According to a second aspect of the present invention, there is provided a support member capable of making no punch cuttings caught therein particularly when the substantially cylindrical blade that releases the punch cuttings from below to above is mounted or demounted.

According to the present invention, the punch cuttings can be collected from the interior of the blade into the groove in the support member during punching and, when the holder is disengaged from the support member, the punch cuttings remaining in the groove in the support member can be prevented from dropping through the opening to the exterior, thus the work environment can be kept in good condition, in addition to the benefits from the above invention.

Claims

1. A holder for mounting a blade to a perforator, comprising:

a mounting member having a first mount face with a retaining section and a second mount face with a retaining section;

a two-position switching member including a hook section, an elastic compression member and an operating section; and

a blade that passes through the retaining section of the first mount face, the hook section passing through the retaining section of the second mount face, and the hook section being assembled with the operating section with the elastic compression member placed between the second mount face and the operating section.

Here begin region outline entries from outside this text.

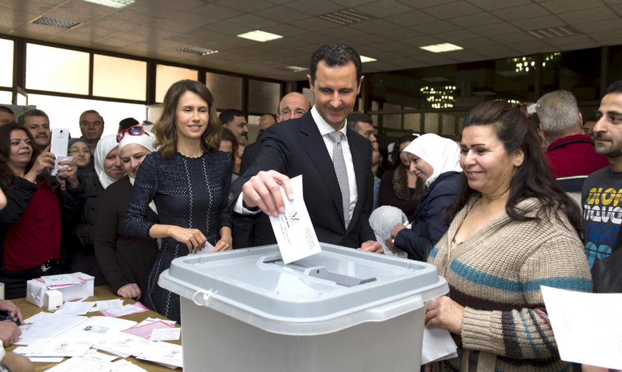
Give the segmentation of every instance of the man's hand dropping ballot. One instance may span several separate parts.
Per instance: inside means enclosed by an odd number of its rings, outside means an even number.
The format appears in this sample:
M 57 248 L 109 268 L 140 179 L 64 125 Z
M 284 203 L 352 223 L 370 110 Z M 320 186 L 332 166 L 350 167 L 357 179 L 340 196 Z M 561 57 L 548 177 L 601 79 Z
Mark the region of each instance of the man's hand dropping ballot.
M 270 223 L 285 264 L 322 251 L 302 197 L 302 175 L 290 179 L 290 185 L 295 196 L 294 200 L 289 200 L 283 187 L 279 186 L 284 212 L 276 217 L 270 216 Z

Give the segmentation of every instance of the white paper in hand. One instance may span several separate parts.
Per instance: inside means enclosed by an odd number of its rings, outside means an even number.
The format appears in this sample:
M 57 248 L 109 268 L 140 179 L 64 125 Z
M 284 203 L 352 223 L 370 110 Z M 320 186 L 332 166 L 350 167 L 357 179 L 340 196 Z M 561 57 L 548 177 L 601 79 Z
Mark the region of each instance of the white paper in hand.
M 285 204 L 285 213 L 278 217 L 270 216 L 270 223 L 283 263 L 289 263 L 309 257 L 322 251 L 315 230 L 311 223 L 302 193 L 302 175 L 290 179 L 294 200 L 290 201 L 281 187 Z

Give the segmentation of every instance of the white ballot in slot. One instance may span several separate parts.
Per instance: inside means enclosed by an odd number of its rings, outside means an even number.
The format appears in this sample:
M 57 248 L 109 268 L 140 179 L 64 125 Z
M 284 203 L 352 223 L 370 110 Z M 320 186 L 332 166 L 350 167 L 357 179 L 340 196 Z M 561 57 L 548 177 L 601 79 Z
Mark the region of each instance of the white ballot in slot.
M 291 179 L 290 183 L 294 200 L 287 199 L 285 191 L 281 187 L 285 213 L 279 214 L 278 217 L 270 216 L 270 223 L 285 264 L 322 252 L 302 196 L 302 175 Z
M 622 370 L 622 294 L 541 291 L 562 360 Z

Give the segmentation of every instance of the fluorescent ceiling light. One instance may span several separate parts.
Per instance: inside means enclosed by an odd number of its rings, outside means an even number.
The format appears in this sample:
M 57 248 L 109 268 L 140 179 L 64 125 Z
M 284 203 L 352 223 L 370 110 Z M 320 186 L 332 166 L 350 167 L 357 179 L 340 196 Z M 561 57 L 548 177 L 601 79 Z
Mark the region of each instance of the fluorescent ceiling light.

2. The holder according to claim 1, wherein the holder is detachably mounted to the perforator along the external shape of the mounting member and is retained in the assembled position with the two-position switching member.

3. The holder according to claim 1, wherein the two-position switching member can freely be switched rotatably.

4. The holder according to claim 1, wherein the two-position switching member includes an engaging section for fitting into a groove in a support member in the perforator to bring the holder into engagement with the support member of the perforator.

5. A support member to which a holder having a blade is mounted, the holder being accommodated in a perforator, wherein

the holder has the characteristics claimed in claim 1;

the blade has a substantially cylindrical shape and releases punch cuttings upward therethrough; and

the support member includes a first groove for positioning the blade and a second groove for releasing the punch cuttings above the first groove.

6. The support member according to claim 5, wherein the support member comprises therein a groove into which the punch cuttings are collected, an opening formed at the groove for communicating with the interior of the blade, and a punch-cuttings drop prevention device for shielding the opening.